The concurrent R203K and G204R mutation are present in the N phosphoprotein region, which plays an important role in viral interaction with the M protein during virion assemblage [21]. Gene variants in the nucleocapsid region alter miRNAs binding, which might contribute to the pathogenesis and progression of infection in the patient [22]. The viral ORF3a and ORF10 proteins can synergistically attack heme on the host’s hemoglobin 1-β chain, thereby disintegrating iron to form porphyrin. This results to reduced hemoglobin-carrying oxygen and carbon dioxide causing extreme poisoning and inflammation of the hepatocytes [23]. Q57H mutation in the ORF3a region was observed to coincide with D614G and P4715L variants. The RdRp P4715L mutation coincides with S protein D614G mutation alongside the concurrent N protein R203K and G204R variants, and in their absence ORF3a Q57H variant. The SARS-CoV-2 membrane, envelope, ORF6, ORF7, and ORF10 proteins were well conserved. These mutational hotspots and conserved domains must be well-considered during drug or vaccine design to avoid vaccine evasion and drug resistance.
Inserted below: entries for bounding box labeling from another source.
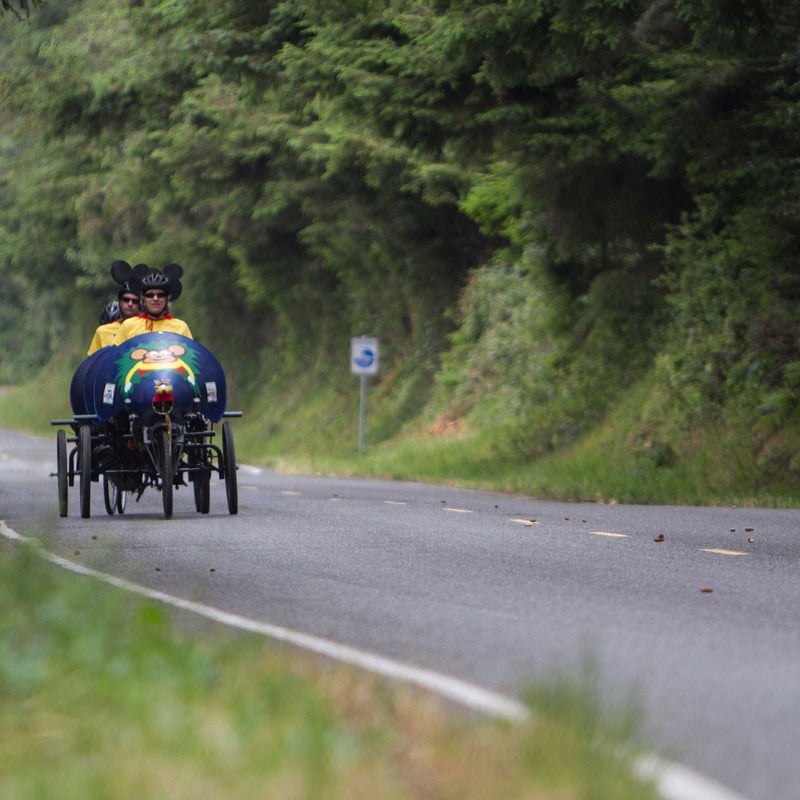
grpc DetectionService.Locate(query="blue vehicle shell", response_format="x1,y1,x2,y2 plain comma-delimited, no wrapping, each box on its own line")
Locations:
70,331,227,424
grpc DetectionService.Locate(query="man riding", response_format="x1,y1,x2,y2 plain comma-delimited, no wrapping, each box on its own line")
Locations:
114,264,193,344
86,281,139,356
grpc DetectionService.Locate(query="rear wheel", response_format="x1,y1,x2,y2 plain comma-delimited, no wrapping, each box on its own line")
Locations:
56,430,69,517
192,450,211,514
103,475,119,514
222,422,239,514
158,428,173,519
78,422,92,519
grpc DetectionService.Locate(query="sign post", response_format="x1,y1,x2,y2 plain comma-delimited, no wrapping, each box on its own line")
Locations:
350,336,378,451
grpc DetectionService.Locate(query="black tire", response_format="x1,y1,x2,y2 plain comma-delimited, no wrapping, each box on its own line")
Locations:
222,422,239,514
103,475,119,514
192,459,211,514
78,422,92,519
158,428,173,519
56,430,69,517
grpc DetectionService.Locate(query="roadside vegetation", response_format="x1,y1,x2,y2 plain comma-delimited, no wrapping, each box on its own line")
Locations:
0,0,800,504
0,539,657,800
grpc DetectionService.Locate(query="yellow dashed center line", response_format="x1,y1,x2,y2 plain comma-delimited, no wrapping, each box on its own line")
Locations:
700,547,750,556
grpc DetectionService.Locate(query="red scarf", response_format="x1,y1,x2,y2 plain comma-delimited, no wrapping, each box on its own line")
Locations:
137,311,172,333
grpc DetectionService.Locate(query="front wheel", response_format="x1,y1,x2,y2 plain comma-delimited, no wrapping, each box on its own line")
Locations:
103,475,125,514
222,422,239,514
78,422,92,519
56,430,69,517
158,428,173,519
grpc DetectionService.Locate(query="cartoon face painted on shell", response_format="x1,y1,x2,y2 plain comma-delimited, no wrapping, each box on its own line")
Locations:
123,343,198,396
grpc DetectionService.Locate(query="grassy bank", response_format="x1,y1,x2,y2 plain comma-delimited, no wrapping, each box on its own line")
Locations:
0,356,800,508
0,539,656,800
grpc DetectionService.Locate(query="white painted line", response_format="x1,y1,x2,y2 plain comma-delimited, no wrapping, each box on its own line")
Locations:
636,756,747,800
0,522,529,722
0,520,747,800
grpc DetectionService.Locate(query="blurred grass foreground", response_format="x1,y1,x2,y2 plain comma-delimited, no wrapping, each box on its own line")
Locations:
0,538,657,800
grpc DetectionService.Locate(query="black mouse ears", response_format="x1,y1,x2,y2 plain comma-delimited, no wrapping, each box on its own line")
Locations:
111,259,183,300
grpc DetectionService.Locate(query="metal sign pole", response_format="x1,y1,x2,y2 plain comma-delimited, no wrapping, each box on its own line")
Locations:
350,336,378,452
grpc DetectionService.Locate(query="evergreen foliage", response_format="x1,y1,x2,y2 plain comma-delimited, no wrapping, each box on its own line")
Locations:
0,0,800,484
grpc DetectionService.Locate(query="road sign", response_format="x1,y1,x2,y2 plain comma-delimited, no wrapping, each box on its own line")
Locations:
350,336,378,375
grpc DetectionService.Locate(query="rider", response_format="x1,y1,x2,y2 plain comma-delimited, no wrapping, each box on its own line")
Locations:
114,264,193,344
86,281,139,356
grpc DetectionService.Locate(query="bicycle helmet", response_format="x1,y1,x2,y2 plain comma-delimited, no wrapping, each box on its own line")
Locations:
117,281,140,300
141,264,183,300
100,300,121,325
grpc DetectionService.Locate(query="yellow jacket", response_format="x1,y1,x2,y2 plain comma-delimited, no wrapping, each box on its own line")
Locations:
113,314,194,344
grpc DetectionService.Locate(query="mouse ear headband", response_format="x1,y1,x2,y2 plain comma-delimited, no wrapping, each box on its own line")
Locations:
164,263,183,300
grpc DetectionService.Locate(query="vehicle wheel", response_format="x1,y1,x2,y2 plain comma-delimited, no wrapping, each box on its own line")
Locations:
103,475,120,514
222,422,239,514
194,451,211,514
117,489,128,514
78,422,92,519
158,428,173,519
56,430,69,517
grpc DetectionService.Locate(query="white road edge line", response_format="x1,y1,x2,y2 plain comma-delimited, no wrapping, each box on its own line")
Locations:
0,520,747,800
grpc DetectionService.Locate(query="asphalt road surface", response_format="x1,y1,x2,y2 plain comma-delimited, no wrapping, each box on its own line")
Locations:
0,424,800,800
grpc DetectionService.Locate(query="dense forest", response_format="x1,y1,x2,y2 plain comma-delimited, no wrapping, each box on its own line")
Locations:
0,0,800,494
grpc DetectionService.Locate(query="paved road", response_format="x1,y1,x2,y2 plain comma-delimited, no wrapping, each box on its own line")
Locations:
0,433,800,800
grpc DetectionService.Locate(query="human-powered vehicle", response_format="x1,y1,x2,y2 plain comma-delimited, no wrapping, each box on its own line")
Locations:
51,332,242,519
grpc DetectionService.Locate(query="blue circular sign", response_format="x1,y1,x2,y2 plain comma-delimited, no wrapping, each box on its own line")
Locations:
353,347,375,369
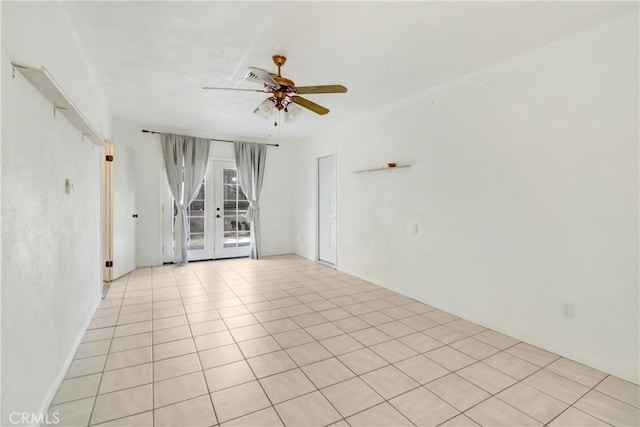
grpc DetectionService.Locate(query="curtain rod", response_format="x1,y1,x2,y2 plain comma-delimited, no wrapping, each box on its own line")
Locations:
142,129,280,147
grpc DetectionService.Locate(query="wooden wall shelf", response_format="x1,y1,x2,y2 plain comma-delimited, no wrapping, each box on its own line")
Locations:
353,165,411,173
11,62,104,145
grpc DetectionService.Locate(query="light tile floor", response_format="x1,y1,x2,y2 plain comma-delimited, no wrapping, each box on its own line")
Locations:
49,256,639,427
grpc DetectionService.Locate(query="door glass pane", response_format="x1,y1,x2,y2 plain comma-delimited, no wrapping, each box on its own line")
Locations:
172,181,205,251
222,168,251,248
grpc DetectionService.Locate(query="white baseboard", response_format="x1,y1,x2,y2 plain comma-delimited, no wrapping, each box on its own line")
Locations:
37,292,102,422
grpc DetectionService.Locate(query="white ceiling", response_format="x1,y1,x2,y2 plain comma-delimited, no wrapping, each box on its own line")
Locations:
64,1,637,139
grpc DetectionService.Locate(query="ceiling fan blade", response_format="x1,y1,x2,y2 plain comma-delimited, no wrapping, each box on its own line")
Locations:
296,85,347,94
244,67,280,89
291,96,329,116
202,86,268,93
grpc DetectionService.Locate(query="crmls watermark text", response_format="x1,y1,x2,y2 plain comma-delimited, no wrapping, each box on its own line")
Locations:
9,412,60,425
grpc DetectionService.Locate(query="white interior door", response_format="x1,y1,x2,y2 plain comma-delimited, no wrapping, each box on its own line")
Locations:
103,145,137,281
318,155,336,265
214,160,251,258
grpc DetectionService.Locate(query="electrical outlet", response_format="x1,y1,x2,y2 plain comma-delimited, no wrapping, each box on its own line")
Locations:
562,301,575,319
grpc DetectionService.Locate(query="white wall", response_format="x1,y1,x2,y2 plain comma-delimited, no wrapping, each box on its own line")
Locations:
0,2,110,425
113,119,293,267
294,14,639,383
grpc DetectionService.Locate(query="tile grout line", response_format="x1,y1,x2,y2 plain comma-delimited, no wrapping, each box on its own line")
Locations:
51,258,626,422
87,274,129,425
171,268,221,425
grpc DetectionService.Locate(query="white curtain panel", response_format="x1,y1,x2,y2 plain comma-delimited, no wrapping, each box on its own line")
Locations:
160,133,210,264
234,142,267,259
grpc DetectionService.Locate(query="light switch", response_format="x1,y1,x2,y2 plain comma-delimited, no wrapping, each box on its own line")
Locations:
407,222,418,235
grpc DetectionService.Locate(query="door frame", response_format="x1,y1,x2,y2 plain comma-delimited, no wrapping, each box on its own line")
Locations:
100,145,113,282
315,151,338,269
160,157,253,264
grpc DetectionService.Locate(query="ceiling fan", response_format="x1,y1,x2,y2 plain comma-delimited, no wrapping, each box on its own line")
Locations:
202,55,347,121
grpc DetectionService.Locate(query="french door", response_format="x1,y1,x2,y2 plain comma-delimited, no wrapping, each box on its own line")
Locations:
163,160,251,262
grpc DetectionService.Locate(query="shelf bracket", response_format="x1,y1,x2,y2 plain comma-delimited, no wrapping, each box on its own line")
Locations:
53,105,68,117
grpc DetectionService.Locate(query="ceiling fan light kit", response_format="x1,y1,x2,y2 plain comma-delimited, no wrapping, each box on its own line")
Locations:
203,55,347,126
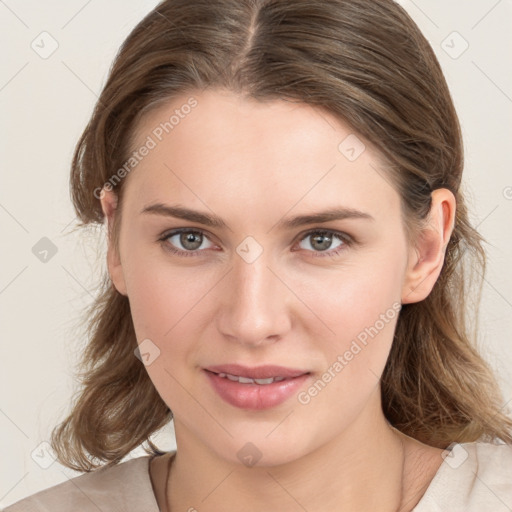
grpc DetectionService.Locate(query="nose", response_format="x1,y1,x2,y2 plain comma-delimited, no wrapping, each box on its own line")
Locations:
216,251,293,346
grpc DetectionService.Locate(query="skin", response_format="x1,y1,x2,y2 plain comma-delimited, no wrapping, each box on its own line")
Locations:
101,90,455,512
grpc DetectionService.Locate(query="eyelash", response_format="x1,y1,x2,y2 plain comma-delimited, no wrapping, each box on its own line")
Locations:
158,228,355,258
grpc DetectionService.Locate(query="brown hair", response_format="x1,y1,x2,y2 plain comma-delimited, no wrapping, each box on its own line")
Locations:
51,0,512,471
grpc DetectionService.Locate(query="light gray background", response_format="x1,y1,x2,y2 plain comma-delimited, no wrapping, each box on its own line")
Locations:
0,0,512,507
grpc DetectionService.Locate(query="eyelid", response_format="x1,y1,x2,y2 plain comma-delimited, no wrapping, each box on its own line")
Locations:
158,227,357,257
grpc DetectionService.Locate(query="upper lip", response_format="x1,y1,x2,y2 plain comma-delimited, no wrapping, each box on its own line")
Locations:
205,364,309,379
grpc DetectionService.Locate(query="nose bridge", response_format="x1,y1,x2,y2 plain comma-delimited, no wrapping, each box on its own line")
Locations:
220,244,289,344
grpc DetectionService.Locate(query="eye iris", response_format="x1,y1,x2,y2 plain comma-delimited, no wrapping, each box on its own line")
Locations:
311,234,332,250
180,233,203,251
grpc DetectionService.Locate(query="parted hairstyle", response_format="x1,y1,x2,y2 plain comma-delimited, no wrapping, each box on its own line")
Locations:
51,0,512,471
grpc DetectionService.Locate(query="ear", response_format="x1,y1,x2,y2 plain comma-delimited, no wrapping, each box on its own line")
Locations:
402,188,456,304
100,188,128,295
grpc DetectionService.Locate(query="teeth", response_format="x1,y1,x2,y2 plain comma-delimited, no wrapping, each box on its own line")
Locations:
217,373,286,386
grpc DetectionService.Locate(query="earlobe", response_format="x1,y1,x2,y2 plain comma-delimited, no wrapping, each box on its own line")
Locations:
402,188,456,304
100,188,128,295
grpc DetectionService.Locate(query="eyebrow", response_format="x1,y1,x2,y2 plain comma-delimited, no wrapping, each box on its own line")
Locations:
140,203,375,229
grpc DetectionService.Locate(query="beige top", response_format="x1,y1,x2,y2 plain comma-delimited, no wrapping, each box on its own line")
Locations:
4,442,512,512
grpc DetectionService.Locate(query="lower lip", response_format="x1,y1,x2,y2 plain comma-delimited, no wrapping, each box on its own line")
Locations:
205,370,310,410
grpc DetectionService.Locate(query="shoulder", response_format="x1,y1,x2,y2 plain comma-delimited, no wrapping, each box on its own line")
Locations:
4,456,158,512
413,441,512,512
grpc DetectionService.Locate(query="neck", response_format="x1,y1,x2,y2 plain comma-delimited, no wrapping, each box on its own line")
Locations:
167,398,412,512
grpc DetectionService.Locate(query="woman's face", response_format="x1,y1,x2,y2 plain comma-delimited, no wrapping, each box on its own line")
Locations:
103,90,420,465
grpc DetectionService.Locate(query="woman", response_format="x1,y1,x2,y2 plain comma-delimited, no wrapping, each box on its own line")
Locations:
7,0,512,512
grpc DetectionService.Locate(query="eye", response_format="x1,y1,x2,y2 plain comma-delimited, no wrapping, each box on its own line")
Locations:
158,228,353,257
294,229,352,257
159,228,217,256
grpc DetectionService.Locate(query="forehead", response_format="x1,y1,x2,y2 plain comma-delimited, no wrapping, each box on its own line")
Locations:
126,90,399,226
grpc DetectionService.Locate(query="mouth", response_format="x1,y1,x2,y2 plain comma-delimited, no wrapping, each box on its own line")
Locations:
204,364,311,410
Lastly, this study looked at the age distribution of the infected patients as a contributory factor to the low fatality rate. The average life expectancy in Nigeria is 54 years, a reflection of Sub-Saharan Africa (61 years) compared to European union (81 years), China (77 years), and USA (79 years) [24]. Earlier report [3] suggests that COVID-19 has high mortality and severity in older people (> 65 years) than the younger population, which have high chances of recovery from the infection. Only 5.1% of the 924 infected Africans in this present study are over 65 years. This could have played a major role in the relatively high recovery rate (81.21%) and low mortality (2.4%) due to COVID-19 observed in the African population.